Il che significa che solamente quando sussistono motivazioni di questa natura che il datore di lavoro deve sempre provare, può essere avanzata la richiesta di trasferimento.
Quando è ammesso il trasferimento del lavoratore
Oltre all’indispensabile indicazione delle ragioni tecniche, organizzative e produttive per cui si chiede il trasferimento del lavoratore, nel corso del tempo sono stati individuati dalla Giurisprudenza altri limiti da rispettare da parte del datore di lavoro:
- Le ragioni del trasferimento devono essere oggettive;
- Rapporto di causalità tra le motivazioni e il lavoratore trasferito;
- Il trasferimento deve contribuire al miglior funzionamento dell’azienda.
Poi vi sono alcune restrizioni o concessioni dettati da aspetti specifici, quali:
- La nullità del trasferimento per motivi discriminatori;
- L’adozione di specifiche tutele per lavoratori con disabilità o che assistono un familiari in condizioni di disabilità;
- La legittimità del trasferimento per incompatibilità ambientale nel caso di determinate categorie di lavoratori (per esempio, gli agenti di polizia o i magistrati).

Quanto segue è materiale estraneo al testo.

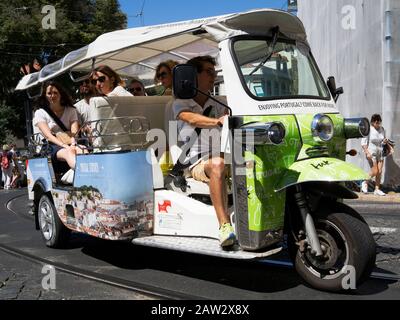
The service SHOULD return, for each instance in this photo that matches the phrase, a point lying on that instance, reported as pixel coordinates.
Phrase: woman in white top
(57, 100)
(373, 147)
(108, 82)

Altri paletti al potere di trasferimento del datore di lavoro sono stati posti dalla contrattazione collettiva e, di conseguenza, inseriti all’interno dei relativi C.C.N.L.
Per esempio, è stato stabilito che non si può chiedere il trasferimento al lavoratore in caso di un temporaneo aumento di attività, mentre è legittimo il trasferimento dovuto dall’apertura di una nuova filiale dell’azienda.
Trasferimento illegittimo
Nel caso in cui le motivazioni del datore di lavoro non siano valide e, dunque, il trasferimento risulti illegittimo, il lavoratore può rifiutarsi di spostarsi, opponendosi con un atto scritto entro 60 giorni dalla comunicazione di trasferimento. Il passo successivo da compiere è quello di rivolgersi a un avvocato o a uno studio legale specializzato in Diritto del Lavoro per tentare la via della conciliazione o, se non si arriva a un accordo, presentare ricorso.
In quest’ultimo caso, se effettivamente il Giudice riconosce l’illegittimità del trasferimento, può dichiararlo nullo e far reintegrare il lavoratore nel suo consueto posto di lavoro.